U.S. patent application Ser. No. 09/113,448 discloses a blend comprising PEO and latex which has improved physical properties such as reduced modulus and increased elongation. The blend creates a new physical structure. But the PEO was modified by a chemical reaction and therefore the PEO still retains its own physical properties. However, what is still needed is a chemically modified PEO and modified elastomer structure with improved melt processability in making thin films or fibers and improved physical and mechanical properties.
What is needed in the art is a PEO composition that overcomes the difficulties of melt processing and provides a commercially feasible product for use in flushable, personal care applications.
The present invention is directed to compositions having improved melt processability and improved mechanical characteristics, such as improved ductility, toughness and tear resistance. The compositions of the present invention comprise a polymer resin component, a dispersed modifier component derived from an emulsion, and a monomer grafted onto one or both of the polymer resin component and the modifier component. In one embodiment, the polymer resin comprises PEO. The present invention is further directed to grafted polymer resin/dispersed modifier compositions having improved processability, and methods for producing the same. Particularly, the present invention is directed to polymer blend compositions made by a melt extrusion process, which contain PEO and a dispersed modifier, which may be further chemically modified by grafting one or more vinyl monomers to the PEO and/or the dispersed modifier during a reactive extrusion process.

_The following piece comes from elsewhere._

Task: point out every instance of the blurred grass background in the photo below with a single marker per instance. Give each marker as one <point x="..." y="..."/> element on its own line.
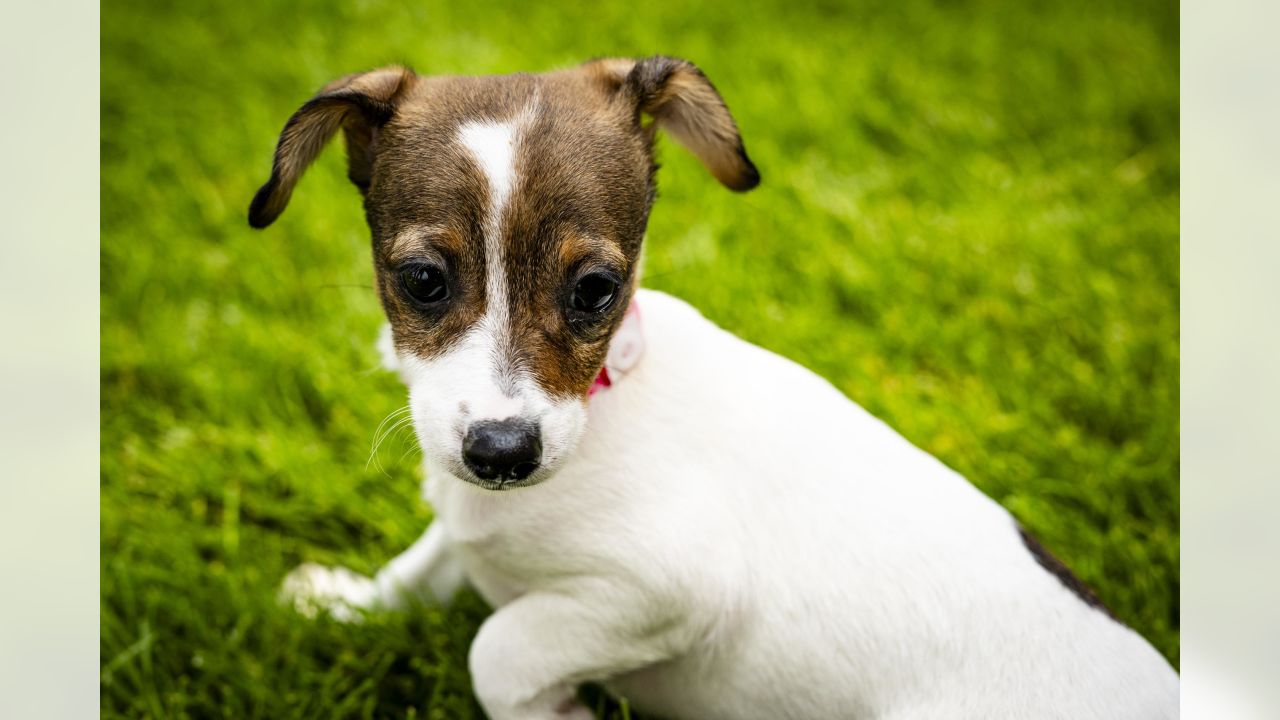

The present invention is also directed to films, fibers, and other thermoformable articles made from the melt processable compositions. More particularly, the present invention relates to compositions comprising PEO/modifier compositions and methods of modifying PEO/modifier compositions to improve their melt processability by grafting polar vinyl monomers, such as poly(ethylene glycol) methacrylates of different molecular weights, or 2-hydroxyethyl methacrylate, onto one or both of the PEO and modifier components of the composition. The grafting step is accomplished by melt blending a PEO, a modifier, a polar vinyl monomer(s) and an initiator, and applying heat and intensive shear. In one embodiment, the method of modification is a reactive-extrusion process. PEO compositions modified in accordance with the present invention have improved melt processability and may be thermally processed into films, fibers, and other articles, which have improved physical and mechanical properties over films, fibers, and articles similarly processed from unmodified PEO compositions, and grafted PEO compositions.
These and other features and advantages of the present invention will become apparent after a review of the following detailed description of the disclosed embodiments.